The media has been sold on to the notion that the parastatal needs at least P300 million in recapitalization funds. One newspaper even went as far as to conclude that “Government, which recently ordered a multi million pula presidential jet, is in no mood to bail out the airline and is in a rush to sell. AB’s poor balance sheet makes it easy pickings for competition, some of whom may wish to buy and close it down.
If things were to go according to plan, AB will be sold within the next two months.”
Those who are opposed to the accelerated privatization of Air Botswana are, however, simply joining the dots, and a sinister outline is emerging: That the privatize-Air Botswana-now camp is creating a burning platform from which they are building a case for speedy privatization.
With the airline collapsing under its weight of cumulative losses, the camp is whipping up panic to justify speedy privatization before the airline looses all its value.
It is understood that those who are voicing objection to the airline’s speedy privatization are being systematically purged. Air Botswana’s board chairman and Permanent Secretary in the Ministry of Works and Transport, Mr. Thipe, was recently dropped under mysterious circumstances. Sunday Standard has not been able to verify if his ouster had anything to do with his position on accelerated privatization.
The Airline Secretary and general Counsel, a Mr. Moipolai, who has allegedly raised concern about the goings on at the airline, has also been closed out of board meetings and is being accused of sabotaging the privatization process.
The situation is further complicated by a proposal that was presented to Cabinet by head of the Business and Economic Advisory Council (BEAC), Nico Czypionka, a few weeks before government announced the accelerated privatization of Air Botswana.

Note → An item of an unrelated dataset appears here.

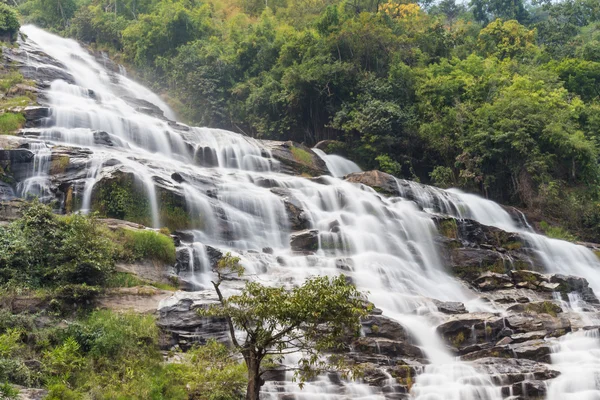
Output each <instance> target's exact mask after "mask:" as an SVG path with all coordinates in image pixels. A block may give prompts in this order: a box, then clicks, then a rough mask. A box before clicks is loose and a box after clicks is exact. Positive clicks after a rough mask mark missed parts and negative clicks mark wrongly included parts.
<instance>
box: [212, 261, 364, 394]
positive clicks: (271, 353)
mask: <svg viewBox="0 0 600 400" xmlns="http://www.w3.org/2000/svg"><path fill="white" fill-rule="evenodd" d="M239 261H240V259H239V258H237V257H233V256H231V254H227V255H226V256H224V257H223V258H222V259H221V260H220V261H219V263H218V266H217V268H216V269H215V271H214V272H215V273H216V276H217V279H216V281H213V286H214V288H215V290H216V292H217V296H218V298H219V303H220V304H218V305H215V306H212V307H210V308H208V309H206V310H203V311H202V312H201V314H202V315H204V316H213V317H217V316H218V317H224V318H225V319H226V320H227V324H228V326H229V333H230V335H231V340H232V342H233V345H234V347H235V349H236V350H237V351H238V352H239V353H241V355H242V356H243V358H244V361H245V363H246V366H247V368H248V386H247V391H246V400H257V399H258V396H259V392H260V388H261V386H262V385H263V384H264V383H265V382H264V379H263V378H262V376H263V375H264V373H265V372H266V371H268V368H267V367H266V366H265V365H266V364H267V362H269V363H271V362H273V361H279V360H281V359H282V358H283V357H284V356H285V355H286V354H291V353H297V352H301V354H302V358H301V359H300V361H299V362H298V365H297V368H296V369H295V370H296V377H297V378H298V379H299V381H300V384H302V383H303V382H304V381H305V380H306V379H309V378H311V377H314V376H315V375H317V374H319V373H321V372H323V371H326V370H336V371H340V372H341V373H342V375H343V376H345V377H347V376H351V375H353V374H354V373H356V371H355V370H353V369H352V368H350V367H349V366H348V365H346V364H345V363H344V360H343V357H339V356H334V355H333V353H334V352H335V351H339V350H342V349H343V348H344V346H345V343H347V340H345V339H348V337H349V336H353V335H357V333H358V331H359V327H360V317H362V316H365V315H366V313H367V306H366V304H367V303H366V301H365V295H364V294H363V293H361V292H359V291H358V290H357V289H356V287H355V286H354V285H352V284H351V283H349V282H348V280H347V279H346V277H344V276H343V275H342V276H337V277H335V278H329V277H324V276H319V277H314V278H310V279H308V280H306V281H305V282H304V284H302V285H301V286H297V287H294V288H292V289H290V290H287V289H286V288H283V287H268V286H264V285H261V284H259V283H257V282H247V283H246V285H245V287H244V289H243V290H242V291H241V292H240V293H239V294H236V295H233V296H230V297H228V298H225V297H224V296H223V293H222V291H221V284H222V283H223V281H224V280H226V279H230V278H231V277H232V276H233V275H237V276H241V275H242V274H243V273H244V269H243V267H242V266H241V265H240V264H239ZM327 353H328V354H329V356H326V354H327Z"/></svg>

A source close to Cabinet told the Sunday Standard that Czypionka, an astute right wing economist, who commands a lot of respect among his peers, advised Cabinet to sell Air Botswana to South African Air Link, a closely held Johannesburg airline. Under the proposed deal, Air Botswana would sell all its aircrafts then use the money to buy into a partnership with SA Air Link who would provide the aircrafts.
A few weeks later the Ministry of Works and Transport announced the accelerated privatization of Air Botswana and a number of potential buyers showed interest.
However, when the time to submit bids came only SA Air Link, Lobtrans Ltd, a Botswana fuel transporter and African World Airways LTD stepped up to the plate. Other airlines which had shown interest : Eithopian Airlines, Comair Ltd, a South Africa courier, Tourism Empowerment Group, A South African Tourism Company, ExecuJet Aviation Group, A Zurich based air charter company and Interair South Africa, a closely held carrier pulled out of the deal.
It is not clear if their decision to pull out had anything to do with Czypionka’s proposal to cabinet. What is, however, clear is that SA Air Link is the most favoured to win the bid as the two other competitors have limited or no airline experience.
Czypionka, backed by Vice President Ian Khama, has also been at odds with the PEEPA board over their slow pace in driving the country’s privatization process. Botswana’s privatization process will be lost and won in the privatization of Air Botswana which will pave the way for the privatization of other state owned enterprises, but so far things are not looking up.